In order to do that, you do need a high speed airflow (or CFM). The (static) pressure that the fan can maintain doesn't matter here. The high speed airflow creates dynamic pressure that acts on the beans and keeps them suspended, which is what your looking for if I understand correctly. At terminal velocity, the force that acts on the object due to drag, is equal to the force that pulls it down, which we call gravity.

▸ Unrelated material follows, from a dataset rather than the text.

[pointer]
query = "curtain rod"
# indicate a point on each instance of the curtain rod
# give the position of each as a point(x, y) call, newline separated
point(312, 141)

Consider the following formula for the terminal velocity of an object:

$v=\sqrt(2mg/\rho*C_d*A)$

Where $v$ is the velocity on an object, relative to the medium/stream in metres per second.
$m$ is the mass of the object(beans) in kilogram.
$g$ is the gravitational acceleration, which is about $9.81m/s^2$ everywhere on Earth.
$\rho$ is the density of the medium, which is 1.2kg per cubic metre for air at standard conditions.
$C_d$ is the drag coefficient of the object. This is a factor usually between near 0 and 1. It's defined by the shape and skin texture of the object. A sphere has a $C_d$ of about 0.9, so i'd expect a bean to have a $C_d$ of about 0.85. It depends which orientation the bean has relative to the airflow.
$A$ is the frontal area of the object. This also depends on the orientation of the bean.

Since we can't change the properties of the beans, nor can we significantly change the density of the air, all we're left with is the velocity as tunable parameter.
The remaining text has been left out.